Chief Simon Baker

Oil on Canvas, 26 x 34, 1984
Chief Simon Baker, Khot-La-Cha
1911-2001
Chief, Leader, Educator
Skwxwú7mesh Úxwumixw. (Squamish)

Chief Simon Baker
  • The only Squamish member designated “Chief for Lifetime.”
  • Received the National Aboriginal Achievement Award for Heritage and   Spirituality.
  • Received Order of Canada.
  • Honorary Doctorate of Laws from UBC.
  • Elder, First Nations House of Learning, UBC.

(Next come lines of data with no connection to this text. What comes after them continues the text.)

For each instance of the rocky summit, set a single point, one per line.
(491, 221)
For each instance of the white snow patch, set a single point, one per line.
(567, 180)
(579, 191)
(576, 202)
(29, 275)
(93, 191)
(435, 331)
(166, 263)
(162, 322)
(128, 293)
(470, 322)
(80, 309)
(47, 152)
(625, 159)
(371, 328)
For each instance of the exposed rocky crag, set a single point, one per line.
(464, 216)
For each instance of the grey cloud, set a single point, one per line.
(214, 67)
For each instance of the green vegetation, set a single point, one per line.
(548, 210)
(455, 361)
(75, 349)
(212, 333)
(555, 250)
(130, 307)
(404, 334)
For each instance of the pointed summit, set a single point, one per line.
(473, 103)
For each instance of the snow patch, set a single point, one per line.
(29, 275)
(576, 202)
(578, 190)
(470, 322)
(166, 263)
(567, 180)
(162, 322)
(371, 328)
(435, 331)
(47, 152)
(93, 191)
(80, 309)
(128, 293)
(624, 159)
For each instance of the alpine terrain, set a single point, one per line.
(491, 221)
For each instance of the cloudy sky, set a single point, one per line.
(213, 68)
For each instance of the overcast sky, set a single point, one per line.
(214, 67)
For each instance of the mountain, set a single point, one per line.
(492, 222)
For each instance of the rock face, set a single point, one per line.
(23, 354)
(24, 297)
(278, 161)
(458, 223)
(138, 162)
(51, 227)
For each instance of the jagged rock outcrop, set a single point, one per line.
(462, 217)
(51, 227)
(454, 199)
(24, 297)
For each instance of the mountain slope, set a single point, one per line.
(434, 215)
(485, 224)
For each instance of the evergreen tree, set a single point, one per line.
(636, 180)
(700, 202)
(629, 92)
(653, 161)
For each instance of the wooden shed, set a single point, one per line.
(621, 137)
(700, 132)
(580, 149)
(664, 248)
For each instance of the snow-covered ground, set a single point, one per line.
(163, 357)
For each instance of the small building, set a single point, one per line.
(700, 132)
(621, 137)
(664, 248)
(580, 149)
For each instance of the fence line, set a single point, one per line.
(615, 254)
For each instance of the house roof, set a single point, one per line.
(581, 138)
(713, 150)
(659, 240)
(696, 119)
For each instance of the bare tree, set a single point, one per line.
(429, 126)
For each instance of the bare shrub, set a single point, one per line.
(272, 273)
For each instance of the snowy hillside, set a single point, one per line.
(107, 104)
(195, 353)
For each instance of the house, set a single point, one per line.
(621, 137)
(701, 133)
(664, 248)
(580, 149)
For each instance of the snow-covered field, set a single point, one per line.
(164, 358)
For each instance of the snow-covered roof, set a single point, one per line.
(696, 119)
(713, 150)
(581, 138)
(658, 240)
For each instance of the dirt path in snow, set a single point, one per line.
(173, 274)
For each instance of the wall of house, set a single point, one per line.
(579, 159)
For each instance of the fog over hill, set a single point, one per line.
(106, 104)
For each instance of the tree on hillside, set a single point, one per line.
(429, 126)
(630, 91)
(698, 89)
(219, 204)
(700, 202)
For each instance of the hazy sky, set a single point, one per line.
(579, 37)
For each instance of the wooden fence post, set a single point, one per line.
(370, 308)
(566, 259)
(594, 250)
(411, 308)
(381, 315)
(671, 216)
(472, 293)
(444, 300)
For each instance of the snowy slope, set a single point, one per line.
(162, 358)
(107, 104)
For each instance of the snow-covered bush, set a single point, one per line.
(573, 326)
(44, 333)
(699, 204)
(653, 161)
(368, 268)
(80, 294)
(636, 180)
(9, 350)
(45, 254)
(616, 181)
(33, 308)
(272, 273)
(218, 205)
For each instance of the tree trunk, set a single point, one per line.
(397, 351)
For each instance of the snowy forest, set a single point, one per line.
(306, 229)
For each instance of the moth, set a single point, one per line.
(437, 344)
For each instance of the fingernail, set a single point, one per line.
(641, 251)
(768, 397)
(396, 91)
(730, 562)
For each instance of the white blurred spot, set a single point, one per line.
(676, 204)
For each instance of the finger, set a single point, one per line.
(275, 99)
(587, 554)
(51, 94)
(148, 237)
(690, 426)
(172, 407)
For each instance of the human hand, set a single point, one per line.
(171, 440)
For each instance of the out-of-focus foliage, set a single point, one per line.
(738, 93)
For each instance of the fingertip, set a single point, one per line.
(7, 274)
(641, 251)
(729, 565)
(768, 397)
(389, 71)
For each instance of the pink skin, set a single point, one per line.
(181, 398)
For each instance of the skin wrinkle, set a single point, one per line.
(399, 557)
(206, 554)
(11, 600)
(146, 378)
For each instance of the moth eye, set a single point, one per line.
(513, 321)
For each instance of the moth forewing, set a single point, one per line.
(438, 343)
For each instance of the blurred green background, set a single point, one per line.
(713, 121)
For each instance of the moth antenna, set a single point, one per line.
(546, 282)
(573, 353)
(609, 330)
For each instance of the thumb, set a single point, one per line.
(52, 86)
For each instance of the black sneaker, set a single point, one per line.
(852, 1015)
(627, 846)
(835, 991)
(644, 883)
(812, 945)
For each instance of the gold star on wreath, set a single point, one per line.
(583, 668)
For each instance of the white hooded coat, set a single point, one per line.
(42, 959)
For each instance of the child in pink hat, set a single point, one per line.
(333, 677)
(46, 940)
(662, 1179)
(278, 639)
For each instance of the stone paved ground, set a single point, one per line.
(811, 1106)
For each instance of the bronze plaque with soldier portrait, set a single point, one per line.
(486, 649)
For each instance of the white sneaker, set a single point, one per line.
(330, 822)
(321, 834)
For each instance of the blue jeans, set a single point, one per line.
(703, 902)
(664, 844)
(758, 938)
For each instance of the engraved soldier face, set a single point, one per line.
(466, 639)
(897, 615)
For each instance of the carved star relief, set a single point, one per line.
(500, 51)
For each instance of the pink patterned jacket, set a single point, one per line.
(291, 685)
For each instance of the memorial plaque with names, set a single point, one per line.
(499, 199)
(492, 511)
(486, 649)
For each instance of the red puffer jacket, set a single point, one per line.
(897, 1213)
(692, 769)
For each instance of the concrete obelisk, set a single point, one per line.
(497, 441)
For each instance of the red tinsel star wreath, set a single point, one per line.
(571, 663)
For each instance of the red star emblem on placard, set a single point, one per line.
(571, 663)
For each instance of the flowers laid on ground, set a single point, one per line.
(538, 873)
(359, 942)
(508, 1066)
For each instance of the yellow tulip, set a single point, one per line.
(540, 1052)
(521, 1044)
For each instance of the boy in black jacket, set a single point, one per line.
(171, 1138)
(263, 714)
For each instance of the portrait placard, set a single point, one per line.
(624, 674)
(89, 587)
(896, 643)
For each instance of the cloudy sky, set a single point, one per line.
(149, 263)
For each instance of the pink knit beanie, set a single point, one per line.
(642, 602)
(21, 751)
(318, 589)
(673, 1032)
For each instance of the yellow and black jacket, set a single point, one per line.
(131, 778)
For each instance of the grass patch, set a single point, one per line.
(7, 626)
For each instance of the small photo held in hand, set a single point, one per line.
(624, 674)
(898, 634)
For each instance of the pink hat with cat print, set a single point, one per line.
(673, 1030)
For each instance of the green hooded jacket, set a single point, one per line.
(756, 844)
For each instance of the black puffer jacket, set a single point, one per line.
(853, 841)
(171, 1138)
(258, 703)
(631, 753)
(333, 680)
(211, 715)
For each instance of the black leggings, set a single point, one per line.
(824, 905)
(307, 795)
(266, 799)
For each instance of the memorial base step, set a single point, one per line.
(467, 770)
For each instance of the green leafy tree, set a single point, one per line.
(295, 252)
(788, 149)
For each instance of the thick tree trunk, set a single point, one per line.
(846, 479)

“I tried to practice what they taught me, keeping up my culture from the teachings of my elders. I was glad to listen, to obey and practice our way. I still have the knowledge, wisdom and philosophies of our elders.” - Chief Simon Baker

Chief Simon Baker was named Khot-La-Cha, the man with the kind heart, and he travelled the world as an ambassador for the First Nations and Canadian West Coast culture. Chief Simon Baker followed in the footsteps of his maternal grandparents as a leader and speaker for the Squamish people, making First Nations people visible as a living part of Canadian culture. He helped organize the first public pow-wows and First Nations sporting events, appeared in films and television shows, and visited Western Europe, New Zealand and Japan to speak with Aboriginal peoples and political leaders about the value of Aboriginal culture. In Canada, he was a beloved leader at his local band and in the larger community, serving as Councillor to the Squamish Nation for over 30 years and earning such honours as the B.C. Centennial Award of Merit (1958, 1971), Order of Canada (1977), National Aboriginal Achievement Award for Heritage and Spirituality (2000) and recognition from individual First Nations across Canada. He was a “King of Elders” (1989) and awarded the unprecedented title “Chief for Lifetime” of the Squamish Nation. Chief Baker worked closely with the University of British Columbia First Nations House of Learning and the Native Indian Teacher Education Program (NITEP), and he assisted in fundraising for the First Nations Longhouse. For his contributions he was named an honorary NITEP graduate (1984) and honorary Doctor of Laws (1990).